Relevante porque faz emergir reflexões sobre a constante mobilidade do corpo, como lembra José Gil “[...] esta movimentação do corpo não parte do zero, de uma imobilidade ou de um repouso absolutos. A dança põe o corpo em movimento porque o corpo já está em movimento (movimento dos órgãos; movimento tensional que o mantém em vida; movimento do cérebro e dos pensamentos; movimento no equilíbrio da posição de pé [...]” (GIL, 2004, p. 76). Relevante porque dá a ver temáticas da natureza da dança, sua efemeridade virtual, a construção do espaço no corpo e pelo corpo, a relação com o ritmo e com sonoridades. Relevante porque se optássemos por transduzir vídeos para o corpo sem movimento aparente, poderíamos cair em procedimentos miméticos, figurativos e representativos. Relevante porque com a matriz de movimento único e infinitamente potente é possível realizar uma série de experimentações práticas que convergem a idéia de reprocessamento, como:

- A transdução de formas visuais já impregnadas na moldura videográfica. Aqui centraliza-se a idéia dos trabalho de pós-produção, também chamada de “poética do remake”, por Arlindo Machado.

“Pos-produção” é um termo técnico utilizado no mundo da televisão, do cinema e do vídeo. Designa o conjunto de processos efetuados sobre um material gravado: a montagem, a inclusão de outras fontes visuais ou sonoras, a legenda, as vozes em off, os efeitos especiais. Como um conjunto de atividades ligadas ao mundo dos serviços e da reciclagem, a pós-produção pertence ao setor terciário, oposto ao setor industrial ou agrícola – de produção de matérias brutas. [...] A matéria que manipulam já não é matéria prima. Para eles não se trata de elaborar uma forma a partir de um material bruto, senão trabalhar com objetos que já estão circulando no mercado cultural, ou seja, já informados por outros. [...] as ferramentas mais frequentemente utilizadas para produzir tais modelos relacionais são obras e estruturas formais preexistentes, como se o mundo dos produtos culturais e das obras de arte constituísse um estrato autônomo apto para agenciar instrumentos de relações entre os indivíduos; como se a instauração de novas formas de sociabilidade e uma verdadeira crítica das formas de vida contemporânea se dessem por uma atitude diferente a respeito do patrimônio artístico, mediante a produção de novas relações com a cultura em geral em com a obra de arte em particular. (BOURRIAUD, 2007, p. 7-9, tradução nossa)
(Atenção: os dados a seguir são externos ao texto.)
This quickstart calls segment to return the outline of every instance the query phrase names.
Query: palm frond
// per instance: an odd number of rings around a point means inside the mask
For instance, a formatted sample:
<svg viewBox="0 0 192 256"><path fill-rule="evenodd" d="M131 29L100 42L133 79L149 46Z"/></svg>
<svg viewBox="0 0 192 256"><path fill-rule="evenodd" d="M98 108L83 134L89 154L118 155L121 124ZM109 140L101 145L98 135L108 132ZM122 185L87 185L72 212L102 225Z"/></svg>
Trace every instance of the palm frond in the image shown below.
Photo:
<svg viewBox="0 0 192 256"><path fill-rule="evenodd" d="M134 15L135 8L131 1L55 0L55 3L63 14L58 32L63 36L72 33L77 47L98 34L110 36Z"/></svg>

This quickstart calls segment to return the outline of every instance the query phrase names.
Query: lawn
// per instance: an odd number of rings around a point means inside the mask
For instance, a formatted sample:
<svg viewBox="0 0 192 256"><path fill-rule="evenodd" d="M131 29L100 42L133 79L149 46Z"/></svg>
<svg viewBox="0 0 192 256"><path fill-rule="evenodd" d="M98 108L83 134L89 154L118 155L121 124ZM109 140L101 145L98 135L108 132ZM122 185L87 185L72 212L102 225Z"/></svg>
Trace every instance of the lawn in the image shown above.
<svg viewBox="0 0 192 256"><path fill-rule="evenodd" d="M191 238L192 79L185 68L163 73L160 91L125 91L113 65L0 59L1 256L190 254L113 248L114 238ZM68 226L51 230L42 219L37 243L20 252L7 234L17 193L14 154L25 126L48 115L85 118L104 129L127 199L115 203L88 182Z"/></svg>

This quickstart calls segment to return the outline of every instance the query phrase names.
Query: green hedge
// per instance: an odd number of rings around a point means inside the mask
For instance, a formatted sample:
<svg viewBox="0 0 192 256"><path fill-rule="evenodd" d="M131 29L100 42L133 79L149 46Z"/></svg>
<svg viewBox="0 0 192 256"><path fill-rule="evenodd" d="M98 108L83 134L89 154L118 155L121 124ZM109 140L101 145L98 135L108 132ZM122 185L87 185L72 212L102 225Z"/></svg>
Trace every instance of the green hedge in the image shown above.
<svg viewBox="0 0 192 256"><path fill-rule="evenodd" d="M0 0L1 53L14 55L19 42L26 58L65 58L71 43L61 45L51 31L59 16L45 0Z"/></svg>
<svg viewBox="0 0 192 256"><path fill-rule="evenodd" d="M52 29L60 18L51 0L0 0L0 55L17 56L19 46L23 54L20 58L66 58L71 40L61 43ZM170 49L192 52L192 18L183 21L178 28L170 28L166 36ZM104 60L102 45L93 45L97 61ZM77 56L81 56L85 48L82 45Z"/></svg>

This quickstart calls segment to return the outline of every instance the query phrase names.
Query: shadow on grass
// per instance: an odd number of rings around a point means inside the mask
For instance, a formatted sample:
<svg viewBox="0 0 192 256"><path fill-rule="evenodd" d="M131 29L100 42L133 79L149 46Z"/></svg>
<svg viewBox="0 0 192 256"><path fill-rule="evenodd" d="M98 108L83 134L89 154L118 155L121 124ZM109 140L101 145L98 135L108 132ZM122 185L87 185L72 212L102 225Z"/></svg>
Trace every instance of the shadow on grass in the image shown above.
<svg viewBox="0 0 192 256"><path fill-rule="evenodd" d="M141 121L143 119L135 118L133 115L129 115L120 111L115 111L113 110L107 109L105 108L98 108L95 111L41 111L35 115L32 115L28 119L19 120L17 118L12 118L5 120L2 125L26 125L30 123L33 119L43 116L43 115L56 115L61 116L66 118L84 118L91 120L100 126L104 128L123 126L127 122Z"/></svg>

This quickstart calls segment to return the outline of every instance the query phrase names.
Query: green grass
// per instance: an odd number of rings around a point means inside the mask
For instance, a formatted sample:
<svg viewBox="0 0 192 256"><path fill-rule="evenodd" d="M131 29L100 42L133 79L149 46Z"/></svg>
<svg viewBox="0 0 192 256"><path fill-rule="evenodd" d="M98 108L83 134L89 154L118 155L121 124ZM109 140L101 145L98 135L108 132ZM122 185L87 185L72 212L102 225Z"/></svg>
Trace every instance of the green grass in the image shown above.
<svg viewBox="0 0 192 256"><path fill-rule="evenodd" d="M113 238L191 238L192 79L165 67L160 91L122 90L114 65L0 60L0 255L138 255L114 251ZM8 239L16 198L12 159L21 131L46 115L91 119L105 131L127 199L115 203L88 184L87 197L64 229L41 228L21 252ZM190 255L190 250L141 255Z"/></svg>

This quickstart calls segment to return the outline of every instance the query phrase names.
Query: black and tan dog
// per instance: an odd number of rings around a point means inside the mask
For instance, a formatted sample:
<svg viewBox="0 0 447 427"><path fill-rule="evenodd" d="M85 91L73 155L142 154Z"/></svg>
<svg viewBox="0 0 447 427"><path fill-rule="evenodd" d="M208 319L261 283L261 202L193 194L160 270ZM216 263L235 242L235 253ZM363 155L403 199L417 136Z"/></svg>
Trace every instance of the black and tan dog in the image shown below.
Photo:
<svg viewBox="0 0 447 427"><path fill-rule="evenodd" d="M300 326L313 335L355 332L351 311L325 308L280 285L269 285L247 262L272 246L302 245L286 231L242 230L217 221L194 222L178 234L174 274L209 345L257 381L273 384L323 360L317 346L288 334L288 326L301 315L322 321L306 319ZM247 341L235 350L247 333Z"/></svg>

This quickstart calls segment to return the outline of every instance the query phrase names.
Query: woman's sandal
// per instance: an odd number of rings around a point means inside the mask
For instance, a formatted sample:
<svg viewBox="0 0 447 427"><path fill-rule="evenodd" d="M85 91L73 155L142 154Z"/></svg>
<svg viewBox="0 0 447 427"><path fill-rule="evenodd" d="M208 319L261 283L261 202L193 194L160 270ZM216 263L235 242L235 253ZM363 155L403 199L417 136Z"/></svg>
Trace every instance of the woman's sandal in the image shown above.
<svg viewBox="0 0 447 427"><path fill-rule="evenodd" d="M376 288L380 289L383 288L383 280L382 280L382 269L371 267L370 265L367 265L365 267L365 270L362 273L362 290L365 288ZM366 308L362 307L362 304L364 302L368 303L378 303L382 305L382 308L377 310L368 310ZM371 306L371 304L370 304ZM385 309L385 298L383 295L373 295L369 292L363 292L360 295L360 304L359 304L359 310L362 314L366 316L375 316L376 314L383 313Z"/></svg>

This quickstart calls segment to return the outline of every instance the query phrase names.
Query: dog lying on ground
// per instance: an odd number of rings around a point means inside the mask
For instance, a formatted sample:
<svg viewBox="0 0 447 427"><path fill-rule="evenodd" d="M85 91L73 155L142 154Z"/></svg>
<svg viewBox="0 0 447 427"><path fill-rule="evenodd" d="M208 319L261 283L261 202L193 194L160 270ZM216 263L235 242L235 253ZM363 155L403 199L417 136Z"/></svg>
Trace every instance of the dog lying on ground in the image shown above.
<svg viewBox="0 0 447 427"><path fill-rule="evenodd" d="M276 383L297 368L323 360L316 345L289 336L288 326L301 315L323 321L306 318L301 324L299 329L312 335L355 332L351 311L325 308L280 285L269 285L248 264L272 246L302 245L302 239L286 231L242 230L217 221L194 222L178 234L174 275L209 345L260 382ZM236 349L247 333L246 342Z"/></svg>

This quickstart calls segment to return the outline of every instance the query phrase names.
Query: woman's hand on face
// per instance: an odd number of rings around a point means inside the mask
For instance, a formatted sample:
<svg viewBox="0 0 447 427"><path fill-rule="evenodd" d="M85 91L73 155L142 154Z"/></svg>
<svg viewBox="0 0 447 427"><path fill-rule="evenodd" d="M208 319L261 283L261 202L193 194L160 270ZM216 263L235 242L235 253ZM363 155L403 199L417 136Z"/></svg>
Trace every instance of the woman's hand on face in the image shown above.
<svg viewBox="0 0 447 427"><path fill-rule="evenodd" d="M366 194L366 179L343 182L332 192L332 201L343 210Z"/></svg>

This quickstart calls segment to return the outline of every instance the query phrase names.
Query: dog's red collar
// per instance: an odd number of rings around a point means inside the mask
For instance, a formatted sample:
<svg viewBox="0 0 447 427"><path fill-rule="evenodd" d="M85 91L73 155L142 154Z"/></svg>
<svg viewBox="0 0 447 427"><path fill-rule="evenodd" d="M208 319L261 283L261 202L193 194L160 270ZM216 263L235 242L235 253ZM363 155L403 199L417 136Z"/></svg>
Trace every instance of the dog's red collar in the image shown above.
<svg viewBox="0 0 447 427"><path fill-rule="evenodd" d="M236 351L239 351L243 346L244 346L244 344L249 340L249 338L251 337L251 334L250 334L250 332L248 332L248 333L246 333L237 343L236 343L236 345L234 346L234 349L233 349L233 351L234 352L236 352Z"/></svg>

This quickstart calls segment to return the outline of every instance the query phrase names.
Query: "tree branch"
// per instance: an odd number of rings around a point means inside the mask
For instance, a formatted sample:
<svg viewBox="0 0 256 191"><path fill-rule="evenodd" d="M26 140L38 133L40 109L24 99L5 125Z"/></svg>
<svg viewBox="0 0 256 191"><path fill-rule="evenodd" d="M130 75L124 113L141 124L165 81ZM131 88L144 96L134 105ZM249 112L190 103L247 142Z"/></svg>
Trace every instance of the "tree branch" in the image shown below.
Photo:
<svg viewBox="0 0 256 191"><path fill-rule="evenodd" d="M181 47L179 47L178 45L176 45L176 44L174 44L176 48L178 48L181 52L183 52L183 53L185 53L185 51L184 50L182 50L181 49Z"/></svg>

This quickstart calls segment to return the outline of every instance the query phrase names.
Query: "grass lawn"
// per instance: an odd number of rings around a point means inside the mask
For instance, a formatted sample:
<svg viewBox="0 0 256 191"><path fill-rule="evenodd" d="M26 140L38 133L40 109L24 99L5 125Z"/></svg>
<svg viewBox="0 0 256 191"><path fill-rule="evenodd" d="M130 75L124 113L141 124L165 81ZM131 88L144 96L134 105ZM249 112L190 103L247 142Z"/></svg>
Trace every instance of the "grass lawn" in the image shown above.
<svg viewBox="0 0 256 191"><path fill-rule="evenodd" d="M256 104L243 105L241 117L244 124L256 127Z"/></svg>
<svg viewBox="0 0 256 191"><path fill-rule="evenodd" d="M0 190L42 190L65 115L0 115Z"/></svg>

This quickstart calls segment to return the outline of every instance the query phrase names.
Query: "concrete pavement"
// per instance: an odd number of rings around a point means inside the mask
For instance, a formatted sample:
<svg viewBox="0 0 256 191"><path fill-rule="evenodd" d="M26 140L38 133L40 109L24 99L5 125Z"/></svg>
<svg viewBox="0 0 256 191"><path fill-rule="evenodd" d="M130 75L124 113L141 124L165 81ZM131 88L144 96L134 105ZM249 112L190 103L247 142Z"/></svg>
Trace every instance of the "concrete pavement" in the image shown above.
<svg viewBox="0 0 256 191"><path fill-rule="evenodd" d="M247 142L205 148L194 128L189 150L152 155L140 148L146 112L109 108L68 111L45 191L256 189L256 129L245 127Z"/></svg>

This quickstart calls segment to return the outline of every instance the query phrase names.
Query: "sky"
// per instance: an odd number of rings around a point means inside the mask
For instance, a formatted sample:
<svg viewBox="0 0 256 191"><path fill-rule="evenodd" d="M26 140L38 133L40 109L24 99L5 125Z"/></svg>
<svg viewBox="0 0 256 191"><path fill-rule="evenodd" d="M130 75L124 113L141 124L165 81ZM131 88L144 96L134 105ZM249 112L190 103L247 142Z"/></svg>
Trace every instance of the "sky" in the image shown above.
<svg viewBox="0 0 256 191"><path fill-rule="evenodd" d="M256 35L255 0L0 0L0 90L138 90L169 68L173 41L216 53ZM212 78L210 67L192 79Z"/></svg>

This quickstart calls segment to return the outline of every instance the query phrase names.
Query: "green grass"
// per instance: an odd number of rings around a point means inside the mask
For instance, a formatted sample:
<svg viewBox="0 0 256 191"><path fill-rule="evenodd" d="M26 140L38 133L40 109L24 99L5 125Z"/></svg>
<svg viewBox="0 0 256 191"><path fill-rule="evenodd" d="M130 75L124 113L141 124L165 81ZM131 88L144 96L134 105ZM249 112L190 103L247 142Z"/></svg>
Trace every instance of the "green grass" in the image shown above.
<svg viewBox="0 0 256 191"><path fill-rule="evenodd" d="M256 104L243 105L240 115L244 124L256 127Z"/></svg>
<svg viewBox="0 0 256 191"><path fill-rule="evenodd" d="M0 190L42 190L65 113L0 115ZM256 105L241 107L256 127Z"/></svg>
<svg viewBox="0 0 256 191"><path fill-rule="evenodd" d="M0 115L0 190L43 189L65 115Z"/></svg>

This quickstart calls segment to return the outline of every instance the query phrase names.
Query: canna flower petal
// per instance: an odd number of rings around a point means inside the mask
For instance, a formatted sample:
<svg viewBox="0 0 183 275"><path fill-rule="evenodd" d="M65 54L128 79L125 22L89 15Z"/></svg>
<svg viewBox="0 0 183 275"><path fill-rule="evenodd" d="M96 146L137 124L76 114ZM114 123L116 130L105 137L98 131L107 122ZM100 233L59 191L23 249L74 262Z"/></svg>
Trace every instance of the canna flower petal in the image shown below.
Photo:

- Recursos videográficos de edição e exibição. Aqui concentram-se as possibilidades de aplicação no corpo já em movimento aparente das especificidades videográficas, como elipses, enquadramentos, metonímias, bidimensionalidade, zapping, poética das passagens, linhas de varredura, widescreen, multiplicação, repetição, uníssono, diferença, etc.

- A justaposição/sobreposição/contaminação de sonoridades já impregnadas na moldura videográfica. Aqui, aproprio-me e tomo como ponto de partida sonora a poética de Elis Regina, dado que a cantora é produto audiovisual e aproxima em sua estética relações com o corpo, com a imagem e com discursos poéticos que tangenciam os temas da pesquisa, como as questões de interpretação X composição, memória cultural, etc.

- A aplicação e estudo das potências labanianas. Aqui centraliza-se a possibilidade de análise comparativa e aplicação de qualidades da escritura da mobilidade no corpo, imagem e som, através de aspectos como tempo, espaço, peso e fluxo.

Assim, a escolha dos produtos videográficos a serem transduzidos para o corpo, que estava previsto no mapeamento poético a ser realizado no primeiro mês de execução do projeto, será realizada posteriormente e vai ceder espaço para discussões teóricas sobre as temáticas do projeto e para a criação da matriz de movimento a ser utilizada em todo o decorrer da pesquisa, uma vez que este procedimento parece ter um lugar de importância maior para o desenvolvimento da idéia proposta.